Lissa Ward, one of the female contestants and a junior education major, had never thrown a punch in her life, but on Monday night she was in a boxing ring with over 500 spectators cheering every punch she threw and blow she received.
“All I wanted was to hit someone and get hit,” Ward said. “It was everything I expected and more.”
Along with male and female boxing, Fight Night has hosted an eclectic mix of people who are interested in fighting, including a husband against his wife, people in wheelchairs and little people in an event called “Microboxing.”
Phil Duran weighing in at 70 pounds and 3-feet-3-inches and James Dherrera, 4-feet-6-inches and 220 pounds, fought in the “Microboxing” competition on Monday at the Aggie. Dherrera wanted to let people know that people his size are capable of boxing.
“When the word is out and they see that I’ve done it, they’ll want to do it too,” Dherrera said.
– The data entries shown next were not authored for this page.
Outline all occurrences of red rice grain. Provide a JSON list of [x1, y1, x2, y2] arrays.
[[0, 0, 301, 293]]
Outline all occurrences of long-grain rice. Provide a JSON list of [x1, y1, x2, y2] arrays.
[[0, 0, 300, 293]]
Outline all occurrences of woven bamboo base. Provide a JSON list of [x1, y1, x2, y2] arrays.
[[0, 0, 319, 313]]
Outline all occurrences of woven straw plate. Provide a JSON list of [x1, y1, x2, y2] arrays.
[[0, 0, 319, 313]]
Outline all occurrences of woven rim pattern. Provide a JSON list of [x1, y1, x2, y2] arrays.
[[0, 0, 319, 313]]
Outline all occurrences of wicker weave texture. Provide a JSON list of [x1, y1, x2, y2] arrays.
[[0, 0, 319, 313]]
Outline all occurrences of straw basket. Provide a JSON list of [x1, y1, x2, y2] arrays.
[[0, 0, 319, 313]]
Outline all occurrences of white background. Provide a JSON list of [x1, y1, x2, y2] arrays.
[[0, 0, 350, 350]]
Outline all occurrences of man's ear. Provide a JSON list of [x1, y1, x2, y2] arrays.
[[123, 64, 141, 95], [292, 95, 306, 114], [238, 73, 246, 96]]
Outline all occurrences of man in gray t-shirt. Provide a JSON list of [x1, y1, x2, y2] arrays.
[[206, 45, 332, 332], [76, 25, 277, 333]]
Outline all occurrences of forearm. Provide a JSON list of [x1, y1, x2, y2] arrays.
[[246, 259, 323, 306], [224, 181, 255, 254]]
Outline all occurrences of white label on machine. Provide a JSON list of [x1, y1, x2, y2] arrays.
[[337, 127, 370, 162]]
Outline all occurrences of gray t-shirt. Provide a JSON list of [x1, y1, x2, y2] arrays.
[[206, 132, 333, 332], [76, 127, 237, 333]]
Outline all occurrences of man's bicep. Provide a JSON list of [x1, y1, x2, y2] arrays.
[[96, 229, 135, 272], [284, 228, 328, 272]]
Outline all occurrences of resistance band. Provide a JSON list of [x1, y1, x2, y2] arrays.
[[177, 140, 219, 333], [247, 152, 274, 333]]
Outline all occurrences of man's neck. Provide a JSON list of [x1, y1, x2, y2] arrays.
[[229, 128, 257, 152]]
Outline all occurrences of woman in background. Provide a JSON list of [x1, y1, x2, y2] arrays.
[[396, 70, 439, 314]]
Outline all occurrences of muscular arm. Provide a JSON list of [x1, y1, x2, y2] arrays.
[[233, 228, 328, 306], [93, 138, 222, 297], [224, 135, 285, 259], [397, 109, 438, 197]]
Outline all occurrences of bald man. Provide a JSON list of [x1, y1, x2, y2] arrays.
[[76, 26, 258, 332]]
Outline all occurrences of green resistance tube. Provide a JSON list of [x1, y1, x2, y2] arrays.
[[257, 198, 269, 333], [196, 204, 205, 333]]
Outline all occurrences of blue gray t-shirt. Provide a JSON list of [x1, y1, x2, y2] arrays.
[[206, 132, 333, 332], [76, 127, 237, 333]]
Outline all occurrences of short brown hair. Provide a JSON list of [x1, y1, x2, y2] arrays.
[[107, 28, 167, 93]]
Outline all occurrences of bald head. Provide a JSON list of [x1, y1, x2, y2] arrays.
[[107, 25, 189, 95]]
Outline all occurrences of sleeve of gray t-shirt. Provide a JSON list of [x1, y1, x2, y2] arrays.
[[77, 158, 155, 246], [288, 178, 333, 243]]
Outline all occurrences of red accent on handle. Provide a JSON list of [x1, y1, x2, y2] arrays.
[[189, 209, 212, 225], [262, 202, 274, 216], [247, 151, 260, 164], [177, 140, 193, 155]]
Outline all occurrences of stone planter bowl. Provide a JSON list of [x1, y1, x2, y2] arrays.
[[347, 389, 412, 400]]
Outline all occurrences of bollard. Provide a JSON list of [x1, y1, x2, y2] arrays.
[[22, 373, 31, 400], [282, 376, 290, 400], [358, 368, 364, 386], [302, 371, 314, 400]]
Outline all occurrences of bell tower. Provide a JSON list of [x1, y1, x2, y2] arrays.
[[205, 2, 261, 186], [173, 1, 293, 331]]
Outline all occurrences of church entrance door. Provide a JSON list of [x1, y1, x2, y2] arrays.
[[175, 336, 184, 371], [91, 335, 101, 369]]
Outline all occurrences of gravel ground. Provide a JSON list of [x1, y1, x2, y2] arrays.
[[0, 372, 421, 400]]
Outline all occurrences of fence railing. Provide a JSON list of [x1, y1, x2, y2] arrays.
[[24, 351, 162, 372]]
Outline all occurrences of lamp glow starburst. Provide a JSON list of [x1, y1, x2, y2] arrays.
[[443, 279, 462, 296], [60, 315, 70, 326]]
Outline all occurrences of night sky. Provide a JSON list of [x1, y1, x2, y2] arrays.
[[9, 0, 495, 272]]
Students have different opinions on the event, as many have heard about fight night through friends or flyers handed out on the Plaza.
Deserae Frisk, a freshman studying sociology, is concerned with the risk involved with amateur boxing.
“I’m not supportive, if people want to do professional boxing, they should go to get training or instruction because people can really injure themselves,” Frisk said.
Both Knockout Events and Noah Sports provide gloves and protective padding as well as an insurance waiver to be signed by each contestant.
“Until people see it, they think we are promoting violence,” Swartz said. “But no one has ever told me that they didn’t enjoy the show.”
After participating in the event, freshman Matt Martin has a new found respect for boxers.
“I like boxers a lot more now. I had no idea…how na/ve I was,” Martin said.
Doug Tait, freshman biology major, competed in his first boxing match on Monday and although he did not win, he is glad he participated.
“A week from now I rather would have done it than not,” Tait said.
Perhaps best stated by the self-proclaimed “bloodiest one there,” Tait posed the question: “What can you know about yourself if you’ve never been in a fight?